Continuing from the previous text, there was an article titled "Writing of Chinese Pinyin - From Mastery to Not Being Able to Type It Out"
The Chinese Pinyin converter is relatively mature, but some obscure rules still have poor support (then just make one yourself
Currently, the best user experience is with Google Translate, which can achieve capitalization at the beginning of sentences, word segmentation, and is free without ads.
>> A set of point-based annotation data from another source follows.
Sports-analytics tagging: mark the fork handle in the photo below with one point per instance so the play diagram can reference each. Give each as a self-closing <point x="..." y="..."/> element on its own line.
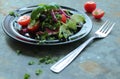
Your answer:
<point x="65" y="61"/>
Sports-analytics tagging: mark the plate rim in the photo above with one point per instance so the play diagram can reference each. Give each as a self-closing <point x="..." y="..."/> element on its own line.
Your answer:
<point x="59" y="43"/>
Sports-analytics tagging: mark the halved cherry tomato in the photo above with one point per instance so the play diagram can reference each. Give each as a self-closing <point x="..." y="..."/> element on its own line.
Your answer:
<point x="24" y="20"/>
<point x="64" y="18"/>
<point x="98" y="13"/>
<point x="33" y="28"/>
<point x="89" y="6"/>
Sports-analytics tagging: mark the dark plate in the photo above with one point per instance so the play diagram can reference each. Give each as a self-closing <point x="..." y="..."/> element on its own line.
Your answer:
<point x="9" y="26"/>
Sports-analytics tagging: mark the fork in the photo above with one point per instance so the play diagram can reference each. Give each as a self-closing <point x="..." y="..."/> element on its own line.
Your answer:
<point x="102" y="32"/>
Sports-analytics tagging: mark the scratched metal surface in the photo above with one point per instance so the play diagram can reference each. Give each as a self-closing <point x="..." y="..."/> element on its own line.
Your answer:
<point x="100" y="60"/>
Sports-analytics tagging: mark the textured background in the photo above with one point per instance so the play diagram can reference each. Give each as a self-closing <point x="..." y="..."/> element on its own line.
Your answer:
<point x="100" y="60"/>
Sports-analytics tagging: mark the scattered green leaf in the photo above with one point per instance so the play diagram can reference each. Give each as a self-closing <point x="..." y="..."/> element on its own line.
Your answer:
<point x="26" y="76"/>
<point x="38" y="72"/>
<point x="31" y="62"/>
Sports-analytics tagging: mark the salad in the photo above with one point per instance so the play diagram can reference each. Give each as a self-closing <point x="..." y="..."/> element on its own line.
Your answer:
<point x="50" y="22"/>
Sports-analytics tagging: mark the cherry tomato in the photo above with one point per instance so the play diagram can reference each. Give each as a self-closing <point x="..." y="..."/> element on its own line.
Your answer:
<point x="33" y="28"/>
<point x="63" y="19"/>
<point x="89" y="6"/>
<point x="24" y="20"/>
<point x="98" y="13"/>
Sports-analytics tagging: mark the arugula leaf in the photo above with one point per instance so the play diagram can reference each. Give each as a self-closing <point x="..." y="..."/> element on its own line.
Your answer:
<point x="65" y="29"/>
This article serves as a secondary conversion to connect with it (
The following writing methods all follow the current writing “Chinese Pinyin Scheme” (PDF).
Special characters used in short pinyin:
-
zh → ẑ / Zh → Ẑ
-
ch → ĉ / Ch → Ĉ
-
sh → ŝ / Sh → Ŝ
-
ng → ŋ / ( NG → Ŋ ) 1
These few double letter combinations "ẑ, ŝ, ĉ" are easy to handle, but the following "ŋ" is a bit troublesome, such as:
- 相安 "xiang'an"
- 线杆 "xiangan"
This is because the silent symbol is automatically added only before syllables starting with the finals "a/o/e" to prevent confusion, and not added before the initials.
When there is no initial before "i/u/ü", add "y/w" as the initial letter.
So, to distinguish whether it is a syllable ending with "ng" or a syllable ending with "n" and starting with "g".
Only when "ng" is not followed by a final [āáǎàaēéěèeōóǒòoīíǐìiūúǔùuüǖǘǚǜ], it is converted to "ŋ".
Or it should also be converted only when followed by initials [bpmfdtnlgkhjqxzcsr] (
Erhua
The "er" of erhua is generally displayed as a neutral tone, that is, without tone marks.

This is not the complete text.